На деле руки у него в полной исправности были. Как говорится, дай бог всякому. При таких руках на медведя с ножом ходить можно. И в остальном изъяну не замечалось: плечо широкое, грудь крутая, ноги дюжие, шею оглоблей не сразу согнешь. Таких людей по старине, как праздничным делом стенка на стенку ходили, звали стукачами: где стукнет, там и пролом. Самолучшие бойцы от этого Тимохи сторонились, — как бы он в азарт не вошел. Хорошо, что он на эти шутки не зарный был. Недаром, видно, слово молвлено: который силен, тот драчлив не живет.
По работе Тимоха вовсе емкий был, много поднимал и смекалку имел большую. Только покажи, живо переймет и не хуже тебя сделает.
По нашим местам ремесло, известно, разное.
Кто руку добывает, кто ее до дела доводит. Золото моют, платинешку выковыривают, бутовой да горновой камень ломают, цветной выволакивают. Кто опять веселые галечки выискивает да в огранку пускает. Лесу валить да плавить приходится немалое число. Уголь тоже для заводского дела жгут, зверем промышляют, рыбой занимаются. Случалось и так, что в одной избе у печки ножи да вилки в узор разделывают, у окошка камень точат да шлифуют, а под полатями рогожи ткут. От хлебушка да скотинки тоже не отворачивались. Где гора дозволяла, так непременно либо покос, либо пашня.
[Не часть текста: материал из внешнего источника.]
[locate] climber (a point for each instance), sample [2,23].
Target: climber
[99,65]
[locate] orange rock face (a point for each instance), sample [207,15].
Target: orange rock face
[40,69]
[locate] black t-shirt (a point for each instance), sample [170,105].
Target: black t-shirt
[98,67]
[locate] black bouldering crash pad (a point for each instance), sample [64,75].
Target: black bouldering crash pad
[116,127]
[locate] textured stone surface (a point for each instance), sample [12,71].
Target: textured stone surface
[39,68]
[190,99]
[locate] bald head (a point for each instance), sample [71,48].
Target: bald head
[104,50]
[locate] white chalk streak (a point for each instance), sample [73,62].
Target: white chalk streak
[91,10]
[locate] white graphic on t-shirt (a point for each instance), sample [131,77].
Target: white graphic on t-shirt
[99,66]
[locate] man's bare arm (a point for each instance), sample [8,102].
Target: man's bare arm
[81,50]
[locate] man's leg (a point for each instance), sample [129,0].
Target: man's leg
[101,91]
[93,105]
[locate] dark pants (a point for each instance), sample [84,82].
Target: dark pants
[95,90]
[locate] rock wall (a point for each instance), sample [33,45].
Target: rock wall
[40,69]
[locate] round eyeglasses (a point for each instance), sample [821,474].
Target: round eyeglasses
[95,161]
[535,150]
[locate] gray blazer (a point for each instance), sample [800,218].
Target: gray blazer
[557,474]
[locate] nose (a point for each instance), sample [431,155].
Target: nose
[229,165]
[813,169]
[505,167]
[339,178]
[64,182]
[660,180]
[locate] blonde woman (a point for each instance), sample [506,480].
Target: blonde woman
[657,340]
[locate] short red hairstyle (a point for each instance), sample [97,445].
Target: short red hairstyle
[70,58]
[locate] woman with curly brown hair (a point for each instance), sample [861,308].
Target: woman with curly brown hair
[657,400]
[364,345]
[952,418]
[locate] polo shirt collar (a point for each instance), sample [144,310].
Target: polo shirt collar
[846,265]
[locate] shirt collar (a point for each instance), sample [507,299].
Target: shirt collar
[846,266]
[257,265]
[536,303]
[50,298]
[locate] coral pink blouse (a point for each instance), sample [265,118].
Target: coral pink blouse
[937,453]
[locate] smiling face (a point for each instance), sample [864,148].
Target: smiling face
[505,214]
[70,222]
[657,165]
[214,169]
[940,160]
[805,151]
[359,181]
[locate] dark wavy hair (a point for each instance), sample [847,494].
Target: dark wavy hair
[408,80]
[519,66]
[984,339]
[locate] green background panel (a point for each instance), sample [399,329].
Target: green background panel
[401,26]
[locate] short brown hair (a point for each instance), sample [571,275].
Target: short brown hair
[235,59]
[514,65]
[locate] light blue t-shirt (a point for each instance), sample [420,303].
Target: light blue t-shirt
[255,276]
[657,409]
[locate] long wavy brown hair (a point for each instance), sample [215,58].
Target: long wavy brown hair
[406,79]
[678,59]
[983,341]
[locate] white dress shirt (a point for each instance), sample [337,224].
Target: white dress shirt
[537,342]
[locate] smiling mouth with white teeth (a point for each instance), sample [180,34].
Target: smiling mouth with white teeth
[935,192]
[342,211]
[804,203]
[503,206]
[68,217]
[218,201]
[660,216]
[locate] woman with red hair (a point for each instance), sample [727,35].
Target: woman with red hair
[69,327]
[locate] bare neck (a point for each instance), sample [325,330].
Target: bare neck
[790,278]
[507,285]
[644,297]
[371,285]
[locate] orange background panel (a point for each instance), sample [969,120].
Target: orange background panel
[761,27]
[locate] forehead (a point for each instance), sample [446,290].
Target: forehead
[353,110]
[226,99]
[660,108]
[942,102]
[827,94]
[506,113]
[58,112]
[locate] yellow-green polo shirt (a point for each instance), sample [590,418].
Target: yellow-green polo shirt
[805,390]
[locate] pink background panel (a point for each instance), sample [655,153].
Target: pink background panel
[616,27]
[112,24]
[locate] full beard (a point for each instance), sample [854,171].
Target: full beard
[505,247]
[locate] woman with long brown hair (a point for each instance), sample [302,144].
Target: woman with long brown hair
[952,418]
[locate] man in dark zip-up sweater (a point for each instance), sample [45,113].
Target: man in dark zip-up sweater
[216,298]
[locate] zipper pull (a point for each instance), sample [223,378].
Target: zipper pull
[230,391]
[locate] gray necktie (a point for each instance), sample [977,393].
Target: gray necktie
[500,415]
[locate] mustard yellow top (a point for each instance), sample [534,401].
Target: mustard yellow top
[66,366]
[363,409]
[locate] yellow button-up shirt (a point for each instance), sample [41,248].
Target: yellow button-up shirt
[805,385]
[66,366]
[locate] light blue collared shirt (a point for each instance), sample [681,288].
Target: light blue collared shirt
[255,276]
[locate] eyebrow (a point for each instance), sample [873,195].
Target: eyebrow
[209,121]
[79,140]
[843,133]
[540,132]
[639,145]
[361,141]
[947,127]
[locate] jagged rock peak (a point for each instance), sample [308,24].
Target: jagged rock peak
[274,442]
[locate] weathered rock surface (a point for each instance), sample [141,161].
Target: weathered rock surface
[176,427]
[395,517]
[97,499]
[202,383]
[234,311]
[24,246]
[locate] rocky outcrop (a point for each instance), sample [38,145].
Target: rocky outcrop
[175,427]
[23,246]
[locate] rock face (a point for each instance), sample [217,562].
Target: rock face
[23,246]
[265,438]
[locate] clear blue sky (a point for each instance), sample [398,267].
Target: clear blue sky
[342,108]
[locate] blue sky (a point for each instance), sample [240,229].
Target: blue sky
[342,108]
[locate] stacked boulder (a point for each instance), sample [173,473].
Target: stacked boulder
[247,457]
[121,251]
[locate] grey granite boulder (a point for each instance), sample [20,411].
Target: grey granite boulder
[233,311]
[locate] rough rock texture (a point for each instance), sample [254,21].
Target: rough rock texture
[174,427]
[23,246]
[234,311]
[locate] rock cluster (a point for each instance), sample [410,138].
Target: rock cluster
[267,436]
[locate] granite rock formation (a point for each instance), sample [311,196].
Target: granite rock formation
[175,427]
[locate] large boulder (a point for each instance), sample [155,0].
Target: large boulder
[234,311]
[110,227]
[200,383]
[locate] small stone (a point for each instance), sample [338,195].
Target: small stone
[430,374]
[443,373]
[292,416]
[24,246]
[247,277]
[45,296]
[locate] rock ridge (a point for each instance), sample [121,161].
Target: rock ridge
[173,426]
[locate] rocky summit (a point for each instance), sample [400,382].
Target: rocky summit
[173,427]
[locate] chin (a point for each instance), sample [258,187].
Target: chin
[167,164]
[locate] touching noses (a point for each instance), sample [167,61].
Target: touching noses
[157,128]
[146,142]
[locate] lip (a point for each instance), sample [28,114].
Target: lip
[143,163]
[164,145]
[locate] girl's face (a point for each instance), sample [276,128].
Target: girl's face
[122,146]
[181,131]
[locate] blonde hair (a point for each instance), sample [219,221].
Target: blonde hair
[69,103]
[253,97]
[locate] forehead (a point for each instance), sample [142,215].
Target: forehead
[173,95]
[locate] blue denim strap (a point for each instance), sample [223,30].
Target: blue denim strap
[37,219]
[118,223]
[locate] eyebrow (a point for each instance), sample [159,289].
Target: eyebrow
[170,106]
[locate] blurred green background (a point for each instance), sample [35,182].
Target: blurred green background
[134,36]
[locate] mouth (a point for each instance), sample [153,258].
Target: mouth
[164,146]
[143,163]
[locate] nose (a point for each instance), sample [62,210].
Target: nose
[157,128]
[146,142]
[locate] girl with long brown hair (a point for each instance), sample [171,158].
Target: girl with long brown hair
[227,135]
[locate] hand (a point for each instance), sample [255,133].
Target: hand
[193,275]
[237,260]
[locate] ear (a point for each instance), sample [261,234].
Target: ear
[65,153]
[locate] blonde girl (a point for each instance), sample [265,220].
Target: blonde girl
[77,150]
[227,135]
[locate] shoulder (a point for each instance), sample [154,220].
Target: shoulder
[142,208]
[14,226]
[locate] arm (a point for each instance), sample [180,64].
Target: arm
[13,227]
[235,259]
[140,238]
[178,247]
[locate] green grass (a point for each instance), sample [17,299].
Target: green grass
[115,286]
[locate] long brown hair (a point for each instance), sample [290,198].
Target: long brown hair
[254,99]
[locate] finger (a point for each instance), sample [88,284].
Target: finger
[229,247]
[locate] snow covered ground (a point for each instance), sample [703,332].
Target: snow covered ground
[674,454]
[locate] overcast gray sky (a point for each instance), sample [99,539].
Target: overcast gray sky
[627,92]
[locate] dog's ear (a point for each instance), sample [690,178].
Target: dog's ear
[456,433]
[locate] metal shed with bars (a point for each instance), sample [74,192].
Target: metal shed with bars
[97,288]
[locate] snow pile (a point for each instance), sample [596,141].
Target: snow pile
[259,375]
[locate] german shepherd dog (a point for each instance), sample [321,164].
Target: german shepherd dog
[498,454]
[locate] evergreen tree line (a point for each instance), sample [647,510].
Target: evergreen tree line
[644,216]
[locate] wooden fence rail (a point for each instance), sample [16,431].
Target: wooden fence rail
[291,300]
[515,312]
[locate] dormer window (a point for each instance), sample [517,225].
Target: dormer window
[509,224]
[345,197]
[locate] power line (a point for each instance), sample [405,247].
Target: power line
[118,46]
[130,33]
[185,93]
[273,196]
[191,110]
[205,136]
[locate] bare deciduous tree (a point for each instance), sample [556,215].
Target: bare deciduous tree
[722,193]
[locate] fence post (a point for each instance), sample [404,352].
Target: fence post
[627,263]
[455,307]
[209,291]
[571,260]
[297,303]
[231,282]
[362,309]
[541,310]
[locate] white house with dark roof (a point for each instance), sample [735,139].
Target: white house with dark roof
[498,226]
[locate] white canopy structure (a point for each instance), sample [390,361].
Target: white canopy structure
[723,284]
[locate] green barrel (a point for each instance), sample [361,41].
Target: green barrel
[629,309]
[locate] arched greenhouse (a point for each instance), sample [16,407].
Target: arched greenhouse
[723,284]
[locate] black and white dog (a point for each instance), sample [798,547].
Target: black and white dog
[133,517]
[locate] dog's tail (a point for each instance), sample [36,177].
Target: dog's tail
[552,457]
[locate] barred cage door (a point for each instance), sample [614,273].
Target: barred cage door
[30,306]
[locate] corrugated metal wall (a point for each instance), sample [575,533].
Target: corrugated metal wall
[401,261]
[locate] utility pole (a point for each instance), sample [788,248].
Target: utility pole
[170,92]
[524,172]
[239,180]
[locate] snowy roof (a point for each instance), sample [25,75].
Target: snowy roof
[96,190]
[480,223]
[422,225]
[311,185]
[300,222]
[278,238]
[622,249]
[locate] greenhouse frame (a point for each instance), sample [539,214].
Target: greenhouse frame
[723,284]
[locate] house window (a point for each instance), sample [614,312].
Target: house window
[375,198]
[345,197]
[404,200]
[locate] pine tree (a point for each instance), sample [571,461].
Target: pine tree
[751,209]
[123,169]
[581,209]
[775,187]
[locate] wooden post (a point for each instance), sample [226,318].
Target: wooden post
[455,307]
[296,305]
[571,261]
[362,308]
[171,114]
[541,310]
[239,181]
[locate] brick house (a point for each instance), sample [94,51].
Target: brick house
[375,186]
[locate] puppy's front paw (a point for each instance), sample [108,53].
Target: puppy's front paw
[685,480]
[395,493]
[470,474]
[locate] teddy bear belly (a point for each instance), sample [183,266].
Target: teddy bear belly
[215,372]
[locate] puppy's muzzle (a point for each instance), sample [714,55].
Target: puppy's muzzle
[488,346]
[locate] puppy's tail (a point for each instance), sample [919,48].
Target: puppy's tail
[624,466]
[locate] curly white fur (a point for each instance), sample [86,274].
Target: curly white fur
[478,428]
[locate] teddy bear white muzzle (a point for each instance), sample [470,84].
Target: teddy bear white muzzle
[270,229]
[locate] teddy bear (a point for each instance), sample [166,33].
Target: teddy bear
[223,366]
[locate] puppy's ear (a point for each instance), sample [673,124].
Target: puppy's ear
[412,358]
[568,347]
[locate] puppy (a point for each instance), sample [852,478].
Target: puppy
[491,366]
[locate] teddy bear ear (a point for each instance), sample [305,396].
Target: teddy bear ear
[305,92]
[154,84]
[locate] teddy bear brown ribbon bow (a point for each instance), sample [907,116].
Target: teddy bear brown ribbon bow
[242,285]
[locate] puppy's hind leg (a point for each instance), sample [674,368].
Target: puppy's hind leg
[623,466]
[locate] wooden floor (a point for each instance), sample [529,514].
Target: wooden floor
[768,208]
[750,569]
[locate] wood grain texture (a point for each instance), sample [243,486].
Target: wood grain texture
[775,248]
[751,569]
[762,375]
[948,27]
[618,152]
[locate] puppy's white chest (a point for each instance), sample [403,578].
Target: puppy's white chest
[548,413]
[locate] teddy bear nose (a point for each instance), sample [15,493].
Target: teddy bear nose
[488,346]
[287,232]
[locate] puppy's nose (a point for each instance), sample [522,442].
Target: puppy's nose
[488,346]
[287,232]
Одним словом, пестренькое дело, и ко всякому сноровка требуется, да еще и своя живинка полагается.
Про эту живинку и посейчас не все толком разумеют, а с Тимохой занятный случай в житье вышел. На примету людям.
Он, этот Тимоха, — то ли от молодого ума, то ли червоточина какая в мозгах завелась, — придумал всякое здешнее мастерство своей рукой опробовать да еще похваляется:
— В каждом до точки дойду.
Семейные и свои дружки-ровни стали отговаривать:
— Ни к чему это. Лучше одно знать до тонкости. Да и житья не хватит, чтобы всякое мастерство своей рукой изведать.
Тимоха на своем стоит, спорит да по-своему считает.
— На лесовала — две зимы, на сплавщика — две весны, на старателя — два лета, на рудобоя — год, на фабричное дело — годов десяток. А там пойдут углежоги да пахари, охотники да рыбаки. Это вроде забавы одолеть. К пожилым годам камешками заняться можно, али модельщиком каким поступить, либо в шорники на пожарной пристроиться. Сиди в тепле да крути колеско, фуганчиком пофуркивай либо шильцем колупайся.
Старики, понятно, смеются:
— Не хвастай, голенастый! Сперва тело изведи.
Тимохе неймется.
— На всякое, — кричит, — дерево влезу и за вершинку подержусь.
Старики еще хотели его урезонить: вершинка, дескать, мера ненадежная — была вершинкой, а станет серединкой, да и разные они бывают — одна ниже, другая выше.
Только видят, — не понимает парень. Отступились:
— Твое дело. Чур, на нас не пенять, что вовремя не отговорили.
Вот и стал Тимоха ремёсла здешние своей рукой пробовать.
Парень ядреный, к работе усерден — кто такому откажет. Хоть лес валить, хоть руду дробить — милости просим. И к тонкому делу допуск без отказу, потому — парень со смекалкой и пальцы у него не деревянные, а с большим понятием.
Много Тимоха перепробовал заводского мастерства и нигде, понимаешь, не оплошал. Не хуже людей у него выходило.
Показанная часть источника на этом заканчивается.